Sunday, February 9, 2014

Significant Albums: The Dear Hunter - Act II: The Meaning of and All Things Regarding Ms.Leading


This has been my favorite record of The Dear Hunter's, more or less since it was released. Sure, I love Act I nearly as much, and adore nearly all of Act III as well, but this album is just without flaw. And people say it's too long? I feel it's more or less the proper length. Or rather, I enjoy it most all at once, and don't find myself wanting it to end, even at the end of "Vital Vessels Vindicates."

Lord, I don't know how extensive the details will be included here initially about it, but I will include at least some of them for now.

I love the layering, the styles incorporated being ragtime, progressive rock, Beatles and Beach Boys like harmonies and instrumentation.  Some of those melodies I will never forget. When I listen to it now, I do get a ton of nostalgia to the Summer and Fall of 2007. "Red Hands," I'll admit, I still adore and think it's the most accessible track the band has ever made (as much as Casey may not agree, and at least doesn't quite love it, for that or just for what it is).

The chorus is just so addictive to sing along to. And the way he brought it in with the strings towards the end, I often get tears just thinking about the passion or emotion put in to it. "Oh My God What Have I Done? Now My Darling Put Your Clothes Back On."

Shit, my train of thought is leaving me....
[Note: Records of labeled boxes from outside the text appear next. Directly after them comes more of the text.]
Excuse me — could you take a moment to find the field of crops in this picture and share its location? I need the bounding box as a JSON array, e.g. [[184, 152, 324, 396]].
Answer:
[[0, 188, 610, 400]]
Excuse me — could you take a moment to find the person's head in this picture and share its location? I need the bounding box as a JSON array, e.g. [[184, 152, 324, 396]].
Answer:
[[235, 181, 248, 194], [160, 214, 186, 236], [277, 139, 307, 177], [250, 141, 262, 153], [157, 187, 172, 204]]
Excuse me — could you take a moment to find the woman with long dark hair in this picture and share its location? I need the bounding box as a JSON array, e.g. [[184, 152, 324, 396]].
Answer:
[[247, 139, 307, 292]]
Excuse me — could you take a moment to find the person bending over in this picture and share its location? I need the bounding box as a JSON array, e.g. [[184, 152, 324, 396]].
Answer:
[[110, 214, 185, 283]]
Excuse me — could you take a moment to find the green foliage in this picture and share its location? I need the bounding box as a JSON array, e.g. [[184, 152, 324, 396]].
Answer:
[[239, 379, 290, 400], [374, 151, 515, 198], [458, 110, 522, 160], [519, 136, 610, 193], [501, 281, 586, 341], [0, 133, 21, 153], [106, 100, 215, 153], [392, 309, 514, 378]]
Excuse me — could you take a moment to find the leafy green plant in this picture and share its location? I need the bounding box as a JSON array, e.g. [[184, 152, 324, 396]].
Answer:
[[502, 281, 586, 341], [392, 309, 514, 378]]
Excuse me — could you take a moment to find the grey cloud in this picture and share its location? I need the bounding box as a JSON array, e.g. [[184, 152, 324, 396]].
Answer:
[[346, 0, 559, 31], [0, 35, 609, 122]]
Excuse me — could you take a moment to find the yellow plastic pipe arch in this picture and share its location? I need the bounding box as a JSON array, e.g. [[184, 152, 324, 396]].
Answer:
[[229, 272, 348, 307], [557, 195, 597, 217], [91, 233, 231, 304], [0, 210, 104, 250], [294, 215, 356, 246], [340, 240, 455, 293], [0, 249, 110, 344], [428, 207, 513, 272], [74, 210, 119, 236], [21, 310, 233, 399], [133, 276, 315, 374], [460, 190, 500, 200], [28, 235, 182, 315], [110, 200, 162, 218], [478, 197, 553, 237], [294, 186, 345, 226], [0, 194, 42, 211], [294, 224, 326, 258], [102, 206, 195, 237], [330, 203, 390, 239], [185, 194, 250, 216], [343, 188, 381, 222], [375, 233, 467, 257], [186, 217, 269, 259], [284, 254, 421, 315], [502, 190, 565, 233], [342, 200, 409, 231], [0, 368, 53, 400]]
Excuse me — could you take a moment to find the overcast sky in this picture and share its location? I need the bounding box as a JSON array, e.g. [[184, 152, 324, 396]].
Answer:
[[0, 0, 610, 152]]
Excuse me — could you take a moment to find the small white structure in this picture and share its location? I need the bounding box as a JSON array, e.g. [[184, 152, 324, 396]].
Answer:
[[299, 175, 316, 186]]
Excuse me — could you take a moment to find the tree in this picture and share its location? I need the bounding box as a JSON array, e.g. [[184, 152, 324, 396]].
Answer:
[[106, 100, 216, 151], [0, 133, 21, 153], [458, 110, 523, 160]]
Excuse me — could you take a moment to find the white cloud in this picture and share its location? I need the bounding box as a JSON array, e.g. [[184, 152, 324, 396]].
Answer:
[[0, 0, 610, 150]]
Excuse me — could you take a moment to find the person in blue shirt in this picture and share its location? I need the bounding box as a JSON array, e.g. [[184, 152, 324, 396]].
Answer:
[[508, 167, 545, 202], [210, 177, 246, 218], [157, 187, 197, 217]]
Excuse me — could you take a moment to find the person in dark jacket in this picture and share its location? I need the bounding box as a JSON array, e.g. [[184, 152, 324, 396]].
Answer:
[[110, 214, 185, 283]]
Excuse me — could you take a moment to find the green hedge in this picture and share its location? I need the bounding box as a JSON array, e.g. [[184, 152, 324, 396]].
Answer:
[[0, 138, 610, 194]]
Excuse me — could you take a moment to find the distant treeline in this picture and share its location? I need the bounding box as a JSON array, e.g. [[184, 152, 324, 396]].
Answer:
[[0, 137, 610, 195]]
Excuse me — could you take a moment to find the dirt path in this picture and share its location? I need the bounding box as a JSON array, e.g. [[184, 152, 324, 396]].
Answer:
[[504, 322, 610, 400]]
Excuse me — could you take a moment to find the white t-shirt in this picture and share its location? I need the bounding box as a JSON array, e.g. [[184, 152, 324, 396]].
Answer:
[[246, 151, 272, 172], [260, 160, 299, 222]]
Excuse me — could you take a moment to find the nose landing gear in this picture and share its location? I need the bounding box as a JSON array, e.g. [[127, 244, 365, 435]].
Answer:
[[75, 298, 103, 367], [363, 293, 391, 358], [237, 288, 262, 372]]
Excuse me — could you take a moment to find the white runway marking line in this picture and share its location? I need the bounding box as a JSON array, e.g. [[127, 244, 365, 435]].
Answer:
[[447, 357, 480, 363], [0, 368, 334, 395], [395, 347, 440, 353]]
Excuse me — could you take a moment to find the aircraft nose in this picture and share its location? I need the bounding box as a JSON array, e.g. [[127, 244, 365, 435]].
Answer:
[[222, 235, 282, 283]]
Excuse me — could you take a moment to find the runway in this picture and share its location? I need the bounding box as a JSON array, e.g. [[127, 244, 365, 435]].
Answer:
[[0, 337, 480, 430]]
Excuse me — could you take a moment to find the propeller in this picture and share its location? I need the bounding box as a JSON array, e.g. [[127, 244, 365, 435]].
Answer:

I mean just going down the track list, "The Procession," "The Lake and the River," "The Oracles and the Delphi Express," and "The Church and the Dime," just offer a great sense about how The Dear Hunter have so many influences. From the time changes, to the choruses and lyrics that return or get referenced. They are 4 songs, but almost seem like 6 or 8, with the transitions and change in style. Among them, I guess I think of the deep vocal section of "The Lake and the River" "Eat so much but I never get full" . For some reason, the track "Nauticus" from Pain of Salvation, I get reminded of in that section. Musically and lyrically, they aren't that similar, but the whole slow, rhythmic deep (baritone?) vocal use and what sounds almost gospel or preaching/prayer-like, and sort of in a random, out-of-the-blue way in style, those 2 songs/section I seem to think of.

"Smiling Swine" I guess I will always associate with The Beatles "A Day in the Life"..the whole rhythm and use of vocal dynamics. I thought I read or heard once of Casey's love for that Beatles song or at least that song being inspired by The Beatles. It might have been other Beatles like something off of Abbey Road or something. I also for some reason think of the story being at a Hotel or something, and The Who's "Bell Boy" ideal if not music specifically.

I guess that is one point where the story seems to be as big a deal as the music. But unlike many Rock Operas (not including Quadrophenia tho) and story/dialogue based albums/music, The Dear Hunter's storytelling and narrative totally works and avoids the issues with a lot of the cheesy melodramatic elements of those kinds of albums. The music still does come first and the vocals are not written for the story, but for the song still.

The story itself, while I honestly don't attach myself to, I find appealing enough to wonder about. It does pickup from where Act I left off about the young man Hunter's exploits and encounters, in this case, with a call-girl who he falls in love with, but then learns about what her intentions and identity are. Although I kind of see her as initially trying to deceive him, but ultimately wanting what's best for him.

I love the ending of this record to bits, as I stated earlier with this album not dragging or seeming too long. In fact the last 3 or 4 tracks in some ways are the most memorable. From "Red Hands" on, I seem to receive ear worms with nearly every track. "Dear Ms.Leading" is such a great rocking tune. The vocal harmonies and the way it builds. The organ texture works so well, almost in a Deep Purple-kind of way. And Casey's screaming totally fits.

"Where the Road Parts" and "Black Sandy Beaches" are dreamy and just impossible to leave my head. The line "You were the only one that didn't fold"....I keep hearing over and over. And actually recall loving the original demo which I think was just titled "You Were the Only One That Didn't Fold." It's just a tear-dropper, the way it builds and the dreamy floating synths with the vocal chants.

"The Bitter Suite" suite, and "Evicted" I would say the same about as well. Dreamy, mesmerizing, and another great example of The Dear Hunter's use of falsetto vocal harmonies, that I totally love. Whether that is partly due to Casey's love of The Beach Boys and Brian Wilson or just his general interest in using them, especially at the time he wrote this, I dunno. Although I suppose the overt Beach Boys-like moments aren't as evident on this album as they are on a couple of tracks on both Act I and Act III, they still seem to be noticed enough.

Blech. I guess for now, I can just add or conclude, this is a special record that while it may not be exactly the kind of music The Dear Hunter are making now, and wasn't my introduction to the band initially. It totally cemented my love for them and Casey Crescenzo as a songwriter and musician. It's a record with a ton of ideas and a ton of moments to enjoy. And it's very progressive rock-like but in a modern way, screaming being one-of but not the only part of that. I hope for the day Casey makes something I enjoy even more than this, but if it never happens I can't say I will be disappointed.